En première ligne, il y aurait toujours les polices cantonales. Quant à l’armée, elle peut mettre dans la balance ses policiers militaires, ses forces spéciales, ses soldats en service long, ses troupes en cours de répétition et un bataillon de piquet. En gros, 800 à 1’000 soldats pourraient être mobilisés 24 heures sur 24, sept jours sur sept durant quelque temps.

800 à 1’000 hommes, c’est peu.

S’il fallait plus de moyens, nous devrions effectuer une mobilisation partielle de l’armée, soit 35’000 soldats. Le problème serait alors de tenir sur le long terme. L’armée de masse a disparu. Nous n’avons plus 600’000 hommes comme à la fin de la guerre froide. Il faut parfois le rappeler aux autorités politiques.

Des autorités politiques qui mettent souvent en avant le risque que font peser les jeunes islamistes qui reviennent d’Irak ou de Syrie. De votre point de vue, ces ex-combattants représentent-ils une menace pour notre pays?

Moins qu’on le dit.

Vraiment?

Selon le dernier décompte du SRC, 73 résidents suisses sont partis faire le djihad, dont neuf auraient trouvé la mort sur place. Un peu plus d’une dizaine sont de retour. Ce n’est donc pas un problème majeur à cause de leur nombre et aussi parce que la Suisse a beaucoup fait dans le domaine de l’intégration. Nous avons moins de population désœuvrée qu’en France, en Belgique ou ailleurs en Europe. Ceci explique cela. Il ne faut pas se voiler la face pour autant. Beaucoup de ces jeunes Européens qui vont revenir du djihad sont des bombes à retardement. Ils resteront une menace pour nous, notamment parce qu’ils sont déstabilisés psychologiquement.

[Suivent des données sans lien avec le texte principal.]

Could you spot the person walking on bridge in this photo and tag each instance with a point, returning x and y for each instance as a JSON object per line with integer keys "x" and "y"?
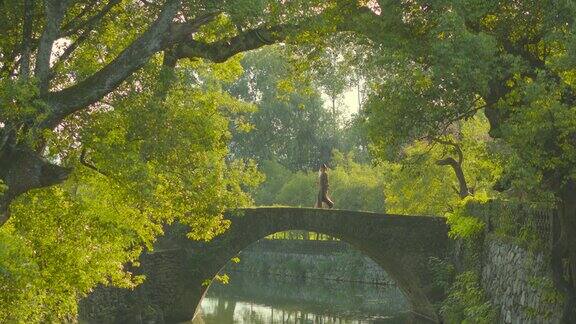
{"x": 323, "y": 192}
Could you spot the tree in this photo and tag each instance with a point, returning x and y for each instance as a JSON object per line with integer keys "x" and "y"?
{"x": 290, "y": 125}
{"x": 107, "y": 132}
{"x": 105, "y": 45}
{"x": 514, "y": 60}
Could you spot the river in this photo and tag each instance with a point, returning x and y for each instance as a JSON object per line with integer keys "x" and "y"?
{"x": 250, "y": 299}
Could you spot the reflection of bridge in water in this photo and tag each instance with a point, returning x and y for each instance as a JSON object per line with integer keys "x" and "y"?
{"x": 176, "y": 275}
{"x": 282, "y": 299}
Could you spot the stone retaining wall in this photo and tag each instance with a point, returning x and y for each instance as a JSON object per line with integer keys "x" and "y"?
{"x": 519, "y": 283}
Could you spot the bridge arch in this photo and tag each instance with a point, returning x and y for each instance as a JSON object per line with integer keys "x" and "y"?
{"x": 402, "y": 245}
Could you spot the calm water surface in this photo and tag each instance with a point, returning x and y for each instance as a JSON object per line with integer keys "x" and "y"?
{"x": 271, "y": 299}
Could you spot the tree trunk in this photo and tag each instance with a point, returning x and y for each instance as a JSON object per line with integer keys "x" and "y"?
{"x": 21, "y": 170}
{"x": 463, "y": 190}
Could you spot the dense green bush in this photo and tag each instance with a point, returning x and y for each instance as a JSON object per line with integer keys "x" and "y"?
{"x": 467, "y": 302}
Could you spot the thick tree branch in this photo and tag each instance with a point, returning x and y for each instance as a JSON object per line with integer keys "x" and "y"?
{"x": 220, "y": 51}
{"x": 85, "y": 93}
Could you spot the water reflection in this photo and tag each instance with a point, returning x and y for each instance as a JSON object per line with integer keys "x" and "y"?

En parlant de déstabilisation, que pouvez-vous dire de la migration actuelle en provenance du Moyen-Orient?

Le problème, ce n’est pas la migration, c’est le rythme de l’intégration de ces gens dans nos sociétés. La grande majorité d’entre eux ne rentrera jamais dans leurs pays et si cette intégration ne se fait pas suffisamment rapidement, la frustration va s’installer et ces populations vont devenir un véritable vivier pour les recruteurs du djihad, du terrorisme, de l’extrémisme et de la criminalité.

Est-ce que la migration n’est pas finalement une forme d’expansion du conflit irako-syrien vers l’Europe? Une sorte d’arme que Bachar el-Assad utilise contre ses ennemis?

La migration forcée a toujours été une arme. Mais Bachar el-Assad n’est pas le seul à l’utiliser. L’Etat islamique pousse des populations entières hors de son territoire. Le but, c’est de déstabiliser l’Europe, de créer des dissensions à l’intérieur des pays de l’UE. La Turquie joue également un rôle important dans cette problématique. Elle ne peut plus supporter le poids de cette migration seule, alors elle met sous pression l’Europe, afin que celle-ci l’aide financièrement à accueillir les réfugiés.


Le brigadier Jean-Philippe Gaudin, ex-chef du renseignement militaire suisse: «Le seul moyen de lutter contre l’Etat islamique est d’intervenir avec une grande coalition internationale.»



Il se dit aussi que l’intervention russe pousse des populations à quitter la Syrie?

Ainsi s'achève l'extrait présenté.